Brown Bird - "Axis Mundi" The Point Where Heaven & Earth Connect *Album Review*

It was one year ago this month that the music community mourned the loss of David Lamb, the talented and thoughtful multi-instrumentalist who made up one half of Brown Bird, due to leukemia. Now Lamb’s life and musical partner MorganEve Swain is releasing the final chapter in the band’s compelling story, Axis Mundi, a lyric she found in his notebook that refers to the point where heaven and earth connect.

The album begins with the harrowing opener “Focus”, as Lamb’s voice hovers like a spectre. “Tethered to the cure, I focus on the pain,” he laments. “Transformation comes, tempered by the flame./ And if my flesh should fail, devour me within. / May then my soul prevail, free to roam again.”

By the time the song ends, listeners are absorbed into Lamb and Swain’s antiphonal singing, its resounding resilience, and we are mostly just glad to be able to share a few more moments with them. And when you lose someone or something you care about, that’s all you can ask for - just a few more moments.

Thankfully, there are many great moments on the record. There are ample dashes of the Middle Eastern influence that came to characterize the band’s later works. Take “Bannerman”, a song that was written just before Lamb fell ill, which features a swirling sandstorm of hypnotic harmonies and tightly interlocked riffs. The track is followed by a surf-rock informed “Aloha Senor Mano” and it’s clear the group never stopped stretching and growing.
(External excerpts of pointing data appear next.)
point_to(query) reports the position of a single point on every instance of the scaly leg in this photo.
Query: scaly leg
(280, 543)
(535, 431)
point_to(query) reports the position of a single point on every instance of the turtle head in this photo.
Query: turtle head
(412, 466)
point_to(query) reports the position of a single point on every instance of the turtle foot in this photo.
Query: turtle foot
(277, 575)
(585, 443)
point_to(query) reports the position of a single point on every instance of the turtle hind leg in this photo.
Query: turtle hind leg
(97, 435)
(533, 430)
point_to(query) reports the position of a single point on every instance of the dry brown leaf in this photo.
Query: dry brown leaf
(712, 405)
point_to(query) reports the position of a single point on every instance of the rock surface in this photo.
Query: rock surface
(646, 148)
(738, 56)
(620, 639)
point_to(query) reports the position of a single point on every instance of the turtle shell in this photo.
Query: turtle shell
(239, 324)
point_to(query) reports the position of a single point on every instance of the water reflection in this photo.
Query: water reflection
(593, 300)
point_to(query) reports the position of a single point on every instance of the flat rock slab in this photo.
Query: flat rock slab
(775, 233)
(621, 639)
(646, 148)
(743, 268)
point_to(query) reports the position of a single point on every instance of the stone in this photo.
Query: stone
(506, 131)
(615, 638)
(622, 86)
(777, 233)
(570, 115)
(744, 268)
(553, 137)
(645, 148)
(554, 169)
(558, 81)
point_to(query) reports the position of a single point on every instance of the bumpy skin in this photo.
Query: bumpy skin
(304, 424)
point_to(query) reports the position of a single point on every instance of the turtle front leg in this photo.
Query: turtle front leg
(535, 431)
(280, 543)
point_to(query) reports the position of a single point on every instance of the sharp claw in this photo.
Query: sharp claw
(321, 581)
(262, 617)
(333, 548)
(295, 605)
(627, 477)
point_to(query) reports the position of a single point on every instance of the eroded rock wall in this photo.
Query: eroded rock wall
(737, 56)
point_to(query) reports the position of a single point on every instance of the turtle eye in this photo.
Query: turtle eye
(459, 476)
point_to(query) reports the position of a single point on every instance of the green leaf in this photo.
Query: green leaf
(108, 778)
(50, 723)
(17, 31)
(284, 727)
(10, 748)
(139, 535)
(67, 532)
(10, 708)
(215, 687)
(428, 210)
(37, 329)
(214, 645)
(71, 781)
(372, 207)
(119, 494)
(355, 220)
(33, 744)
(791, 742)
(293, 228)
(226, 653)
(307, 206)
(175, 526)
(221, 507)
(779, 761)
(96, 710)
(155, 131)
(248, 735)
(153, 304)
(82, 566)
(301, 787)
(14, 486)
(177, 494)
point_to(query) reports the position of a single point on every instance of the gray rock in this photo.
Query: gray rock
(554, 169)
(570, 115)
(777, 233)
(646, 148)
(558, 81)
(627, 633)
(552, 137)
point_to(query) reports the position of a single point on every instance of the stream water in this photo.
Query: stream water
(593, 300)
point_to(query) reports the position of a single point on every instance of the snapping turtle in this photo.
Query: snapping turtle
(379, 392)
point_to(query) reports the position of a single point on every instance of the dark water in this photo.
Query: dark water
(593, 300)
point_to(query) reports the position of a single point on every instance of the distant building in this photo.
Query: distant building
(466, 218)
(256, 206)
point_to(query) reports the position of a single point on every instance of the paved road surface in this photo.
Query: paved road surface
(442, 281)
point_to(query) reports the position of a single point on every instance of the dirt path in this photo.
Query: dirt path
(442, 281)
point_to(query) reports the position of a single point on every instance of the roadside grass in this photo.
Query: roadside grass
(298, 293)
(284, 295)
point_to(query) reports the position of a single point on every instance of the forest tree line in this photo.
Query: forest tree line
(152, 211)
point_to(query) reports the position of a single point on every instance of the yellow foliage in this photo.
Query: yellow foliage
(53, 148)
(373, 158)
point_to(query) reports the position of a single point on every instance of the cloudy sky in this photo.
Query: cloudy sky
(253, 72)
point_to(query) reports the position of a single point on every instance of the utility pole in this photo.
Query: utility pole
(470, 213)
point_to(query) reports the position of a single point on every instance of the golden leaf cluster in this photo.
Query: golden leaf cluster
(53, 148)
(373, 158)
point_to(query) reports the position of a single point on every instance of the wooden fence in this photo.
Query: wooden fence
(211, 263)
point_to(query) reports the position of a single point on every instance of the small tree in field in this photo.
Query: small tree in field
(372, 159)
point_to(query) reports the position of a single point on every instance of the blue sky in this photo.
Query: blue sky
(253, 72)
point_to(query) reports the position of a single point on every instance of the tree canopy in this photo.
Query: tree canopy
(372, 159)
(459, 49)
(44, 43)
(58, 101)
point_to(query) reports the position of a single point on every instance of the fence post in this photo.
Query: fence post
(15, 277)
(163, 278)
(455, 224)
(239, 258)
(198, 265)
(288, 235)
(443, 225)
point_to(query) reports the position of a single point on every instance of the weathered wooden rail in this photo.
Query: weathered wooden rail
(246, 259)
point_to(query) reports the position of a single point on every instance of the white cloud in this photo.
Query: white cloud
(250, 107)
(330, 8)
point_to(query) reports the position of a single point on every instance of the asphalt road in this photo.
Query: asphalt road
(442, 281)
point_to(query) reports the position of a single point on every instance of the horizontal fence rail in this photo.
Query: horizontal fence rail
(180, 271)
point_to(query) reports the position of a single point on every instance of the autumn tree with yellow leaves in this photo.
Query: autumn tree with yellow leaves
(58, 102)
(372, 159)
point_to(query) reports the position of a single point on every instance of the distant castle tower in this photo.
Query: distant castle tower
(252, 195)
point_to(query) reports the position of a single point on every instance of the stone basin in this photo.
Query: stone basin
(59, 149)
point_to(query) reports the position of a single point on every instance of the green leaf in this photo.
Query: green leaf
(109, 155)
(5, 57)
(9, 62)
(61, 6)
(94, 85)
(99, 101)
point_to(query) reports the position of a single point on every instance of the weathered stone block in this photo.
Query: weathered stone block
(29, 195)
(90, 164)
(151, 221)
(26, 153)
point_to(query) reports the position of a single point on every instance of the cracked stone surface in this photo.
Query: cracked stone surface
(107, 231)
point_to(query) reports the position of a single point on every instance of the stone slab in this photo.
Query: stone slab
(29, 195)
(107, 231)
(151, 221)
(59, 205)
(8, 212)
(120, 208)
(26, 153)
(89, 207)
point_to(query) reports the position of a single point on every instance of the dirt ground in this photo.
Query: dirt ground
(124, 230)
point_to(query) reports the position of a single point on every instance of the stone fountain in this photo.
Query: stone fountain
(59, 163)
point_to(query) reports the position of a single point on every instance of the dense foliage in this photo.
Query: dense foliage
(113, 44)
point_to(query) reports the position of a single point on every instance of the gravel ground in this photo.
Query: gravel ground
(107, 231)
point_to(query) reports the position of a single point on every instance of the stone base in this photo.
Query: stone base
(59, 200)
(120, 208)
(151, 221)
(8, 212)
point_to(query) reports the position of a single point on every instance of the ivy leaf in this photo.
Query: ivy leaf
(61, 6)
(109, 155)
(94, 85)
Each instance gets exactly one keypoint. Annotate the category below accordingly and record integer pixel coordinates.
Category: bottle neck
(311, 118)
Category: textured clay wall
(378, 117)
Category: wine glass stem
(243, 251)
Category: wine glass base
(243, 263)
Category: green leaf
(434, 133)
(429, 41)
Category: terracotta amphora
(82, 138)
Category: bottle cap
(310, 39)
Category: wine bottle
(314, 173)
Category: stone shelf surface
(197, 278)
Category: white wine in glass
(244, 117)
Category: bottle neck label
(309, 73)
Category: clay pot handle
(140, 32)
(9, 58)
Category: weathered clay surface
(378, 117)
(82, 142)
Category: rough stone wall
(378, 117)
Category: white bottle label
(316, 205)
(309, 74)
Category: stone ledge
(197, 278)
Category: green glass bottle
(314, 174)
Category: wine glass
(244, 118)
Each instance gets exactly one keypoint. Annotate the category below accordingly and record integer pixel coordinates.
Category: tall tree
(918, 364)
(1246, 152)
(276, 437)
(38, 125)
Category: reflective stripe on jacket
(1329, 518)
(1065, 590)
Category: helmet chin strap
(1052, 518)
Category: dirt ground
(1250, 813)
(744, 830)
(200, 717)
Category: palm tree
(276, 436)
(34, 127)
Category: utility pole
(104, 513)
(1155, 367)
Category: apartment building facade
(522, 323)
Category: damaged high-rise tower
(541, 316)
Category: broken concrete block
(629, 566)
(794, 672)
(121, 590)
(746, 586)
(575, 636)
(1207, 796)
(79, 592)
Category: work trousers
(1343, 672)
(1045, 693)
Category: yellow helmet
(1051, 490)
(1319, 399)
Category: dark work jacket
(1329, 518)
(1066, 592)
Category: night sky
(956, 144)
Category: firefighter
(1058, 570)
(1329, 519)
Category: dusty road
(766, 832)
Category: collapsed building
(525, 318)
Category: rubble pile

Both musically and philosophically, Lamb was certainly a seeker. The son of a preacher, he applied an academic zeal to his spirituality, simultaneously digging into deep thinkers like Thomas Paine and Omar Khayyam. Musically, they expanded early pigeonholing from a “folk” group (really meaning “American folk instruments”) to a much more global definition of the word.

They were also big metal fans. When one hears polished rock songs like “Pale and Paralyzed” and “Ephraim”, it’s tempting to dream of an alternate ending to the story where the band is playing large rock festivals. The former features spellbinding imagery, with some of the band’s best lyrical storytelling. The latter incorporates an anthemic accordion and seeks to find “paradise in the midst of this hell, if we tilt our heads just right, and let our shackles go.”

Putting the record together quickly following David’s passing, Swain found catharsis in the process. It does not sound like “letting go”, but giving back - sharing their last musical moments and solidifying the band’s already-impressive place in our collective hearts. To that end, there are tender tunes here, too. The album’s penultimate track is “Tortured Boy”, a song Swain wrote in their first moments of dating, now impressed with new meaning to her lithe lyrics.

Finally, the album comes to rest with “Avalon”, a 46-second song Dave wrote for MorganEve and presented to her in December. Amid other compliments, the final verse rings, “You’re a huntress, and a healer, and a holder of hands./ And your heart is the Avalon that I seek for my end.” To state the obvious, it makes for an emotional end to the listening experience.

The record was originally conceived as a victory record, an album Brown Bird would tour on once Lamb was in better health. And in a way, Axis Mundi still makes for a fitting final coda. Lamb and Swain found their counterpoints in each other, and shared their connection with us through Brown Bird, making their spiritual bond manifest through their music. Now, no longer tethered, the songs, Brown Bird, and Lamb are free to roam again, their mythos fading into the brightness of an infinite horizon.